1. An apparatus for detecting an amount of toner in a developing device casing, the apparatus used for an image forming apparatus having a rotatable toner agitator which stirs the toner inside the developing device casing, the apparatus comprising

a sensor for detecting the change of magnetic flux density, the magnetic flux density varying with the amount of toner;

means for sampling signals output from the sensor a plurality of times at substantially constant predetermined intervals while the agitator rotates approximately 360.degree.;

means for setting up a threshold value using the plurality of sampled signals, the means for setting up a threshold value comprising means for selecting the data sample having the lowest value among the plurality of sampled signals and adding a predetermined value to the data sample having the lowest value; and

means for counting the number of sampled signals which are not equal to the threshold value amount of toner in the casing.

2. The apparatus of claim 1, further including means for agitating the toner such that the toner is substantially always stirred and kept at a uniform density.

3. The apparatus of claim 1, wherein the sensor is detachably mounted on an outer face of the toner casing.

4. The apparatus of claim 1, wherein the signal from the sensor is an analog signal, and the apparatus further includes an A/D converter for converting the analog signal to a digital signal such that the sampling means samples the digital signal.

5. An apparatus for detecting an amount of toner in a developing device casing, the apparatus used for an image forming apparatus having a toner agitator which stirs the toner inside the developing device casing, the apparatus comprising a sensor for detecting the change of magnetic flux density, the magnetic flux density varying with the amount of toner means for sampling signals output from the sensor at predetermined intervals; means for setting up a threshold value using the sampled signals; and means for counting the number of sampled signals which are not equal to the threshold value amount of toner in the casing, wherein the sampling means samples the signals three hundred times in three seconds.

6. The apparatus of claim 5, wherein a period of one rotation of the agitator is about three seconds.

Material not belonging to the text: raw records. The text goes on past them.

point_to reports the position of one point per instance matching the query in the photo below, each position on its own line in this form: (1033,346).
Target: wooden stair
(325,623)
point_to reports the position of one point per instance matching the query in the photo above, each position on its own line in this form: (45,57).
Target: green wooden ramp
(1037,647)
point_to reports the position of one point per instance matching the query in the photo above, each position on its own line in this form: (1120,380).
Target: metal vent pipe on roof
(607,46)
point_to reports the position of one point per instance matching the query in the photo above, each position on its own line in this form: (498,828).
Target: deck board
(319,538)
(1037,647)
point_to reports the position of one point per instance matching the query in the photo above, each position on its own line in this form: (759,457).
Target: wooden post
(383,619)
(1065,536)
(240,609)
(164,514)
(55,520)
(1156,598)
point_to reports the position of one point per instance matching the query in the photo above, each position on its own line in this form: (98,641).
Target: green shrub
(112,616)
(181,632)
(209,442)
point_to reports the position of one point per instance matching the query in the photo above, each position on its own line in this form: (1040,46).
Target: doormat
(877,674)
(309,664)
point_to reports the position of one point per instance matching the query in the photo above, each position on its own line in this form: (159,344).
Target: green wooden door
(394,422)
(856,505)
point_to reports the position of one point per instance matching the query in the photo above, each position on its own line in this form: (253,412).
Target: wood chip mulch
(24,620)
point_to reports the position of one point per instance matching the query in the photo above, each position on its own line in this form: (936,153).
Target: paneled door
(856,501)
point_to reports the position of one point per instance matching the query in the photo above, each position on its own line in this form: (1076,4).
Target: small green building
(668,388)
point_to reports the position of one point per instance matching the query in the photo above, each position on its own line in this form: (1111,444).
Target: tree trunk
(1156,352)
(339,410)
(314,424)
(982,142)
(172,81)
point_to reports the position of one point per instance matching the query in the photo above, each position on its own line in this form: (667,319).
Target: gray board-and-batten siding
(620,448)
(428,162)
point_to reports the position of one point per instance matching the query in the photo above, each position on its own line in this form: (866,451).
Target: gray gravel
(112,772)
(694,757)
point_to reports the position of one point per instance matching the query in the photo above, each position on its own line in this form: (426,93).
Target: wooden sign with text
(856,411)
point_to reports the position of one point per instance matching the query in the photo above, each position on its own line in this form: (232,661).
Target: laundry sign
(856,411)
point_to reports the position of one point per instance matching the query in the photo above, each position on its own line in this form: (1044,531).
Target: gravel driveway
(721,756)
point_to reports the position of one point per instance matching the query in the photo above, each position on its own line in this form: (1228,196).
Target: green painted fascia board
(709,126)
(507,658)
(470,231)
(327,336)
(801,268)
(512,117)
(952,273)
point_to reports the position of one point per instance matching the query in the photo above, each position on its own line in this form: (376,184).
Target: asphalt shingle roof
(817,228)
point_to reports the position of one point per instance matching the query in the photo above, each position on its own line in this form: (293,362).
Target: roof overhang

7. The apparatus of claim 1, further including means for storing the sampling signals and the threshold value.

8. The apparatus of claim 1, further including a lamp for indicating that the toner is lacking, if the amount of toner is smaller than a predetermined volume.

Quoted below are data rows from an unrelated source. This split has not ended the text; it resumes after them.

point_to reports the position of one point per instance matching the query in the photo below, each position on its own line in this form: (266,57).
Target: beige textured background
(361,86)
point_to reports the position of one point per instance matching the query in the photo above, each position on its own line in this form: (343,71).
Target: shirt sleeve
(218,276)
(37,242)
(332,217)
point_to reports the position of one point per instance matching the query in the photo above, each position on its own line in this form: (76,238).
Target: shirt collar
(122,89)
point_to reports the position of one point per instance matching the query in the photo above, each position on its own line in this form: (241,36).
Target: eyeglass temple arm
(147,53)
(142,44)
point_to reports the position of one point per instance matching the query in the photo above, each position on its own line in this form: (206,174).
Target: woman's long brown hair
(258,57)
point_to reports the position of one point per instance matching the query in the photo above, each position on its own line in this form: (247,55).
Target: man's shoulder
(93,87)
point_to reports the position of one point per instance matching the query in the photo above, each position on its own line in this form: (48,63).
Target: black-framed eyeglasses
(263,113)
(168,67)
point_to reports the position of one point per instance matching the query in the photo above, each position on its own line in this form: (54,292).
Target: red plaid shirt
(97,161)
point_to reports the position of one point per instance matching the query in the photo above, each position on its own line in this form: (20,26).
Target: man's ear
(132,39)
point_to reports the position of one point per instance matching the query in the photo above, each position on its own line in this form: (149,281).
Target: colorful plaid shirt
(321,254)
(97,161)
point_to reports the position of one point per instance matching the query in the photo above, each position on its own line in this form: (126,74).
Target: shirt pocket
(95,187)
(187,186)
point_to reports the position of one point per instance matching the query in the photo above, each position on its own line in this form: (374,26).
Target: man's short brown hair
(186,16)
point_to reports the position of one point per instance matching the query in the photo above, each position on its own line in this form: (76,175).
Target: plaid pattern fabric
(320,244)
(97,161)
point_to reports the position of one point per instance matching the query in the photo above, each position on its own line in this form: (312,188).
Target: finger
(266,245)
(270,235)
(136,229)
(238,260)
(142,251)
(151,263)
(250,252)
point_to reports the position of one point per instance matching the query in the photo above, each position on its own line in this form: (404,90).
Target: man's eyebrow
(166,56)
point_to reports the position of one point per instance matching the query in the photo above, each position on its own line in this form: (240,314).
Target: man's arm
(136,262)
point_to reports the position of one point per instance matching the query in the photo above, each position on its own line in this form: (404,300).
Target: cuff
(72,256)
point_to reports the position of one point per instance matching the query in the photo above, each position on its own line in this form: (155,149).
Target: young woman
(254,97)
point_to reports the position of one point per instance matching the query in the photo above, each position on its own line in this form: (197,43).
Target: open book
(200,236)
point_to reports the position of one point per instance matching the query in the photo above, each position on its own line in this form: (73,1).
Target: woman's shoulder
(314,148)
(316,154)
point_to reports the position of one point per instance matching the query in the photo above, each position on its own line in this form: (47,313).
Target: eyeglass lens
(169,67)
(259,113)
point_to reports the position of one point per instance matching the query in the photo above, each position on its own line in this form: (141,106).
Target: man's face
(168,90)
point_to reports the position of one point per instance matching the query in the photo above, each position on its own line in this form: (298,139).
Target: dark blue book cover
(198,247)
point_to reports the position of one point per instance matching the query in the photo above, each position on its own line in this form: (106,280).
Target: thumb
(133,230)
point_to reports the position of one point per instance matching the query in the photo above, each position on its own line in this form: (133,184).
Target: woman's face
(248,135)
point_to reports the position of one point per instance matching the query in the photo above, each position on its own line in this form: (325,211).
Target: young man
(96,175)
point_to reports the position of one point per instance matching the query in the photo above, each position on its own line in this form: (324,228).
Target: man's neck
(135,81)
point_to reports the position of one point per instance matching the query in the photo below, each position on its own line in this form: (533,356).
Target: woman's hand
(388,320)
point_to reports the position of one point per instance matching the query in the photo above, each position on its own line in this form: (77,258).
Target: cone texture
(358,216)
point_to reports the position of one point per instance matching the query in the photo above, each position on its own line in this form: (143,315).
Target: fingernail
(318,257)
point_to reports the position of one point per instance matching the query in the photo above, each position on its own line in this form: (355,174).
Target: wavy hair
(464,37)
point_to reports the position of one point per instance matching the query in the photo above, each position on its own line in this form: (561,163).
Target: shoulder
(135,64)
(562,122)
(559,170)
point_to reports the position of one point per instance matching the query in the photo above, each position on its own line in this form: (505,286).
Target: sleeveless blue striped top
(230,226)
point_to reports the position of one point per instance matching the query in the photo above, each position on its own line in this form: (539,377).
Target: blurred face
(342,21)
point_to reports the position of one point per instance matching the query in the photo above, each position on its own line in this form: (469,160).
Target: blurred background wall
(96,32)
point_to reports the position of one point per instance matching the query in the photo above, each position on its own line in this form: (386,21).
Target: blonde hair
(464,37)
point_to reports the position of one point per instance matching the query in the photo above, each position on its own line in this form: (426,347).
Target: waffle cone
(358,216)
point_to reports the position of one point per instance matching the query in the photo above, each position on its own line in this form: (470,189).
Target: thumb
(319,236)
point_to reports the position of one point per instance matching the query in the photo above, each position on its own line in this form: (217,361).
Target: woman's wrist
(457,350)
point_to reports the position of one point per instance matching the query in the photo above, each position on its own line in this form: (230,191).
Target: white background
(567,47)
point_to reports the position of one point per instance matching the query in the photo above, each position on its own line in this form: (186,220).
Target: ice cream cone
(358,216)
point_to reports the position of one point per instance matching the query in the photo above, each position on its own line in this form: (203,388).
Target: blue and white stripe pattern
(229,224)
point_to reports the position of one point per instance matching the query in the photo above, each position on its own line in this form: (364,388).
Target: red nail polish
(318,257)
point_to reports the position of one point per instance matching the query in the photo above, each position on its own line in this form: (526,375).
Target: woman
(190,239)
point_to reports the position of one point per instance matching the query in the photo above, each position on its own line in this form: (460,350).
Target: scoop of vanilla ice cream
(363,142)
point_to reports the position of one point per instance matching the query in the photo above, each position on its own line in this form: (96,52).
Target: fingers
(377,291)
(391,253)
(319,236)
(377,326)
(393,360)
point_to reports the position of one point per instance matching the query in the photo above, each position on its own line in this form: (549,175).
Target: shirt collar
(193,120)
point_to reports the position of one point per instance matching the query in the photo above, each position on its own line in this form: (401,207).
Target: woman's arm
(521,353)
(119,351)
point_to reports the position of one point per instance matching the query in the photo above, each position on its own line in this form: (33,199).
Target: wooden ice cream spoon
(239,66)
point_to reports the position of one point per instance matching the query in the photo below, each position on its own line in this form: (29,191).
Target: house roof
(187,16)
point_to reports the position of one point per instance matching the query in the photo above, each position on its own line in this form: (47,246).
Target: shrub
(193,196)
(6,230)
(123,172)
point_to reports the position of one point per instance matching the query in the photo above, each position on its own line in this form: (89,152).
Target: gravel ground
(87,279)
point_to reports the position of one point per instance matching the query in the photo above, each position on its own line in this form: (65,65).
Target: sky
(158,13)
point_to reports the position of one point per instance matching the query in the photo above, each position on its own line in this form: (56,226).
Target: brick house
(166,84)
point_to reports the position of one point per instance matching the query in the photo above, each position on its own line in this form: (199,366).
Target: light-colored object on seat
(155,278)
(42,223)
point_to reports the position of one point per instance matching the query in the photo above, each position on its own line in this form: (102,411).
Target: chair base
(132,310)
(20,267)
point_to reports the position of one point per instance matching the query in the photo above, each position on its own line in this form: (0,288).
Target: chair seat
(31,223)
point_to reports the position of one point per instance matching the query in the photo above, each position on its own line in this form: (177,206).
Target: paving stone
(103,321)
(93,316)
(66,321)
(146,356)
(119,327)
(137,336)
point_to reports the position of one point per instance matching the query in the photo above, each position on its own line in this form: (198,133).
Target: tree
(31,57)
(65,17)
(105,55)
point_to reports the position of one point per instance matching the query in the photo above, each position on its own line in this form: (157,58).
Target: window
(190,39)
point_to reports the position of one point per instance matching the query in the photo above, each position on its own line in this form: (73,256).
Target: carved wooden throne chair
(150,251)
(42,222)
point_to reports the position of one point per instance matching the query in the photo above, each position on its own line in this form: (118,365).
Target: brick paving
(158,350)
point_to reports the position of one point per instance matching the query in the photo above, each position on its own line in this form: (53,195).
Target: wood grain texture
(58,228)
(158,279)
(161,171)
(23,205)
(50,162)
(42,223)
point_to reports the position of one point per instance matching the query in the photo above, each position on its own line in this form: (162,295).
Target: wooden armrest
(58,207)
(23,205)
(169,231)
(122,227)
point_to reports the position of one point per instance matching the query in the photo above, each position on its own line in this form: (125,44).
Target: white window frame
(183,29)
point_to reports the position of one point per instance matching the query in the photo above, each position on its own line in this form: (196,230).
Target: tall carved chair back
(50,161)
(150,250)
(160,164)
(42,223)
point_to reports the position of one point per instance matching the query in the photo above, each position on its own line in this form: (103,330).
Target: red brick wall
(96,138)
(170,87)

9. A method of detecting an amount of toner in a toner casing, comprising the steps of:

(A) detecting the magnetic flux density of the toner in the toner casing to generate a detection signal;

(B) sampling the detection signals;

(C) selecting a signal having the lowest value among the sampled signals;

(D) setting up a threshold value using the selected signal;

(E) counting the number of sampled signals lower than the threshold value; and

(F) indicating that the toner is lacking, if the counted number is larger than a first predetermined value.

10. The method of claim 9, wherein the sampling is performed three hundred times in three seconds.

11. The method of claim 9, wherein the step (D) includes adding the selected signal and a second predetermined value.

12. The method of claim 9, further including the step of agitating the toner before the step (A) such that the toner is substantially always stirred and kept at a uniform density.

13. The method of claim 12, wherein a period of the agitation is about three seconds.

14. The method of claim 9, wherein the detection signal an analog signal, and the method further includes the step of converting the analog signal to a digital signal such that the sampled signal are the digital signal.

15. The method of claim 9, wherein the step (F) includes the step of lighting an indicator lamp.